志多らの全国ツアー息吹

 3年間実習生として懸命に働いた女性4人に、最後の思い出作りとして「志多らの全国ツアー息吹」に連れて行くことが出来たのは幸いだった。3年の間に色々なコンサートに連れて行ってあげたが、今日のコンサートが彼女達にとってはもっとも上手なチームのものになった。
 それは彼女達の反応ですぐに分かった。いわゆる前のめりで聴き始めた。そして演奏途中の錆びの部分での自然に沸き起こる拍手も堂に入ったものだった。何回かは彼女らが起こした拍手が会場を巻き込んでの拍手となっていた。

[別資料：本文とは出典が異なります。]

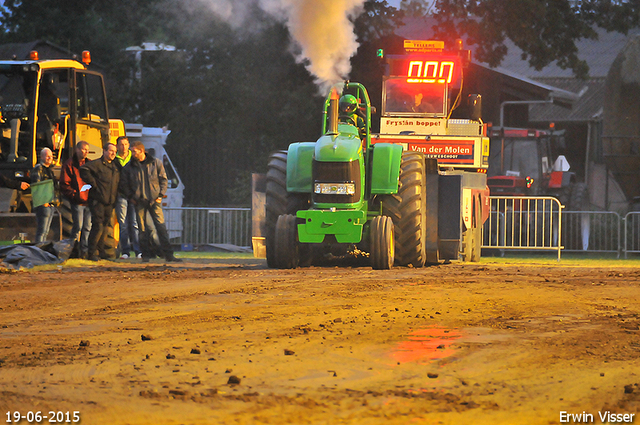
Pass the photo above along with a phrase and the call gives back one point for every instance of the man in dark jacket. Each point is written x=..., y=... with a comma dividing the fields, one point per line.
x=44, y=213
x=145, y=183
x=71, y=186
x=103, y=176
x=13, y=183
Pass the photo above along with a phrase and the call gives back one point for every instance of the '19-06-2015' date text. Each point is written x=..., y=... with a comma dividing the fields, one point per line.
x=52, y=417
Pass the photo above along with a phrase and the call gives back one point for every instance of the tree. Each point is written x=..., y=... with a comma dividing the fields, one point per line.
x=545, y=30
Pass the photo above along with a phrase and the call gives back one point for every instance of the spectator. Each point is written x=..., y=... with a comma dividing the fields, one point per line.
x=103, y=176
x=71, y=186
x=125, y=212
x=44, y=213
x=145, y=182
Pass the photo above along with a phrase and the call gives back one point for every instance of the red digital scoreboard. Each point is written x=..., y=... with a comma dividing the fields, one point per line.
x=426, y=69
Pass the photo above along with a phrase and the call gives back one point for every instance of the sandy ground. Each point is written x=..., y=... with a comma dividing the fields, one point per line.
x=232, y=342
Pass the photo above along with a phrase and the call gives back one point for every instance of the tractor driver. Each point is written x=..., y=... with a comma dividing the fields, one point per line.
x=348, y=107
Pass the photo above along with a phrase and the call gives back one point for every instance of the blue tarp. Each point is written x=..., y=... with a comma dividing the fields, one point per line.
x=29, y=255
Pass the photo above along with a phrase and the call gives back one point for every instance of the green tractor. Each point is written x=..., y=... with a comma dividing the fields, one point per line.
x=343, y=193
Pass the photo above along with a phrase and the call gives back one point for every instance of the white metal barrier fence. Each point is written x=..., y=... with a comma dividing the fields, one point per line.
x=515, y=223
x=591, y=231
x=519, y=222
x=632, y=233
x=209, y=225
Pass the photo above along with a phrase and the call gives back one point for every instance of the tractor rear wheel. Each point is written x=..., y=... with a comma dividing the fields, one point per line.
x=286, y=242
x=407, y=209
x=381, y=241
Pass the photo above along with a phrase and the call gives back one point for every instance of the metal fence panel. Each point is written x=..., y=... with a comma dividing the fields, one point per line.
x=632, y=233
x=209, y=225
x=520, y=222
x=591, y=231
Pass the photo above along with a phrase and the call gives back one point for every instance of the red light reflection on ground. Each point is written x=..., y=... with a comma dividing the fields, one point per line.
x=425, y=345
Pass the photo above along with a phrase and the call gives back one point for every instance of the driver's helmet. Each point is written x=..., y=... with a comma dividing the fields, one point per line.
x=348, y=104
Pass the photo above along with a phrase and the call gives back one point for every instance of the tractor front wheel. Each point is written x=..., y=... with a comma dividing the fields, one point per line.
x=407, y=209
x=382, y=249
x=286, y=243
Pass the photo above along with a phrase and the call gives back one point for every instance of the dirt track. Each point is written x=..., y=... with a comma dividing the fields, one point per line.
x=235, y=343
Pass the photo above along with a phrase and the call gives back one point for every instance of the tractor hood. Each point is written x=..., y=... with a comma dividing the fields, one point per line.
x=338, y=148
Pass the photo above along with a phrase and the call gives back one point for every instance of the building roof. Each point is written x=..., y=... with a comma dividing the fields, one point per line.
x=588, y=107
x=599, y=55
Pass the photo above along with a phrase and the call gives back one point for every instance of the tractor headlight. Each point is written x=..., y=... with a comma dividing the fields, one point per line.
x=334, y=188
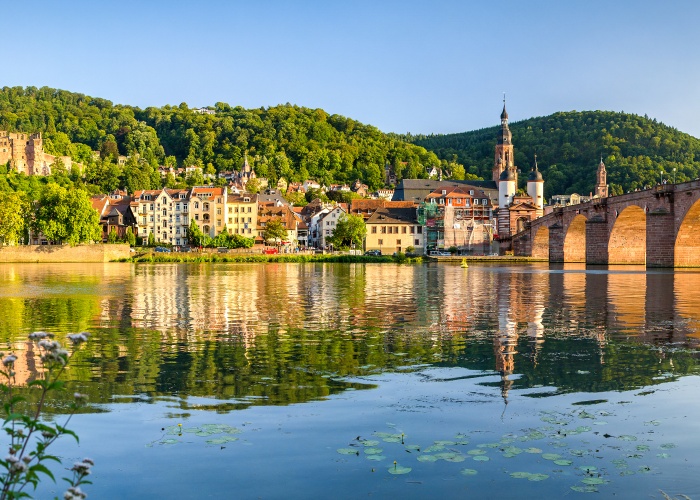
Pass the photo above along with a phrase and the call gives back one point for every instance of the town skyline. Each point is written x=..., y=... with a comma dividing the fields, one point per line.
x=402, y=67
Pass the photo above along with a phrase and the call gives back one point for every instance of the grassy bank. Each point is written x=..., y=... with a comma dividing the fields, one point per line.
x=233, y=258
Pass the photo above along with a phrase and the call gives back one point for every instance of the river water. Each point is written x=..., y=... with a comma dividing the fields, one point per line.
x=352, y=380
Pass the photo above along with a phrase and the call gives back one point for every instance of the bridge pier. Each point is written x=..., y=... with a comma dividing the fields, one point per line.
x=556, y=242
x=597, y=235
x=661, y=236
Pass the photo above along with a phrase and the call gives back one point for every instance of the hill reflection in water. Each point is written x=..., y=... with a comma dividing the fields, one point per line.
x=285, y=333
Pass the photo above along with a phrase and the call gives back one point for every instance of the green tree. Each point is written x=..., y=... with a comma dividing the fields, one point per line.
x=253, y=186
x=130, y=236
x=13, y=216
x=67, y=216
x=195, y=235
x=350, y=230
x=274, y=231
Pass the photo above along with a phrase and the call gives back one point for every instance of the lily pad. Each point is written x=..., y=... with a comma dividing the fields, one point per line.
x=399, y=469
x=348, y=451
x=373, y=451
x=520, y=475
x=222, y=440
x=585, y=489
x=594, y=480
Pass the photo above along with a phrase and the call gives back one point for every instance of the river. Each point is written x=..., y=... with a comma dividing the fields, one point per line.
x=348, y=380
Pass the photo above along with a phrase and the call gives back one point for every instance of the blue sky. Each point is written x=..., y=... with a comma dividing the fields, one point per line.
x=403, y=66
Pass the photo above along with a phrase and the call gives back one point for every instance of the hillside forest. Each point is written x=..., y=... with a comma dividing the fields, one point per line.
x=298, y=143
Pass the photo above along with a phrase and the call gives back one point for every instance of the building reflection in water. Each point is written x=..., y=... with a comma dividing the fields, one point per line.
x=514, y=308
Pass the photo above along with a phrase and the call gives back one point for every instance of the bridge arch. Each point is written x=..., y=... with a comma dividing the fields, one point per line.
x=540, y=243
x=687, y=248
x=575, y=240
x=628, y=238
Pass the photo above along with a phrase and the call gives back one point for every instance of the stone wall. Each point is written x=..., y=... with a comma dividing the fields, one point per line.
x=64, y=253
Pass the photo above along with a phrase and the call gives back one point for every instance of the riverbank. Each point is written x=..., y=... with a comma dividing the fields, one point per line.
x=256, y=257
x=64, y=253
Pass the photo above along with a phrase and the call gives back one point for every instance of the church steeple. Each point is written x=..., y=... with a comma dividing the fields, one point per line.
x=503, y=158
x=601, y=185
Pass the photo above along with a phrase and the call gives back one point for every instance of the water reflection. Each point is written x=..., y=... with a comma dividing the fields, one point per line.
x=285, y=333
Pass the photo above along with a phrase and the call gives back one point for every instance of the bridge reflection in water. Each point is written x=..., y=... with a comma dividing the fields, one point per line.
x=160, y=328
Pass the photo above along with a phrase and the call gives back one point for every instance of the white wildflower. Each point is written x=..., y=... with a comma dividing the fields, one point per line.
x=9, y=359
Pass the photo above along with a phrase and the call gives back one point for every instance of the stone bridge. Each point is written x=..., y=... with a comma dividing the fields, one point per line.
x=658, y=227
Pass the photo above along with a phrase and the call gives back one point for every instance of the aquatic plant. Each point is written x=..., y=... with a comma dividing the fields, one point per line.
x=30, y=435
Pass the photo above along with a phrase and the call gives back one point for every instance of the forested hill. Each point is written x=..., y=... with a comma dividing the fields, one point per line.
x=281, y=141
x=299, y=143
x=569, y=146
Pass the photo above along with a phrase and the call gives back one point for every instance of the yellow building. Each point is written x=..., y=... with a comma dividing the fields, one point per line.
x=242, y=215
x=392, y=230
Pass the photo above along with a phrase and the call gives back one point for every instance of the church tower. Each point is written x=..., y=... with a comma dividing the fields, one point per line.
x=503, y=159
x=535, y=186
x=601, y=185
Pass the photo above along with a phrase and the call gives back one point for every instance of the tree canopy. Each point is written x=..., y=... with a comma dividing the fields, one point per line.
x=569, y=147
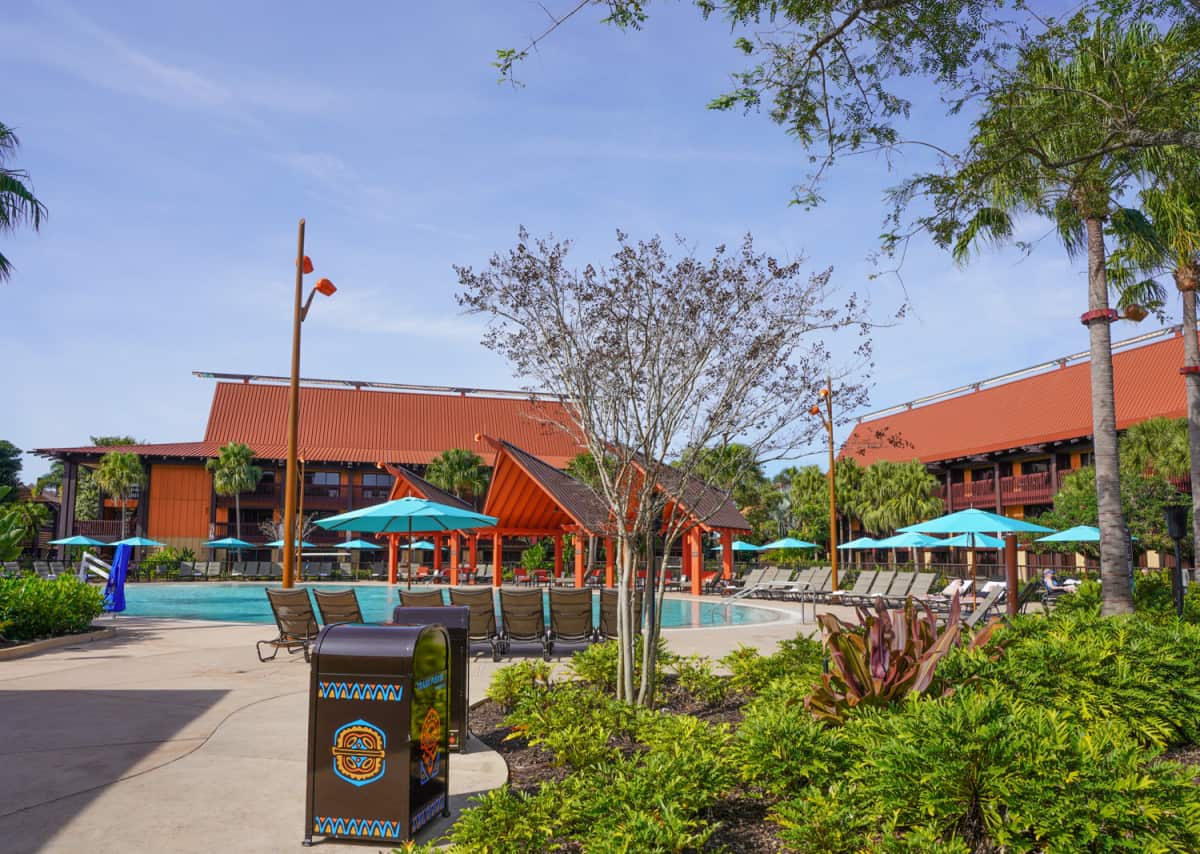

 何曲目だったか、今日のコンサートがガラッと変った一瞬があった。それは加藤太陽君のソロが多く組み込まれている曲だった。後の全員がフォローに回るような構成で、彼を一際際立たせていた。それが効を奏して、会場が一気に全員参加型になった。一緒に聴いていたかの国の一人の女性が「わたし、結婚する」と言った。加藤太陽君のことだ。それだけインパクトが強かったのだと思うが、他の方もソロパートを増やすと、もっともっと盛り上がると思う。
 僕は加藤君が和気清麻呂太鼓の頃から聴いているし、奥村唯さんも何度も夢幻の会での演奏を聴いている。恐らく他の方も相当の訓練をつんでいて技量はすばらしいと思う。もっともっとソロパートを多くとって盛り上げて欲しい。和太鼓の醍醐味は一糸乱れぬ全員の打ち方だが、意外とソロパートが受けていることを演奏者側も知ってほしい。
 それからアンコールの時に、吉田彰彦が思い出作りのためにスマフォでも何でも録画していいとマイクで告知した。これは嬉しかった。今まで100回は和太鼓のコンサートに行っているがこんな経験はない。かの国の女性が次から次へとやってくるが、和太鼓を彼女達同志で紹介することが出来なかったが、今日録音したものを拡散すれば、僕の下手な説明なしで理解してもらえる。
 僕が和太鼓が好きだから勝手に押し付けボランティアをしているだけだが、こんなに喜んで又感謝してもらえれば押し付けも許されるかも。来年もまたこのコンサートのためだけに元気でおれたらいいなと思った。それ以外で、同じ望みを唱えることはない。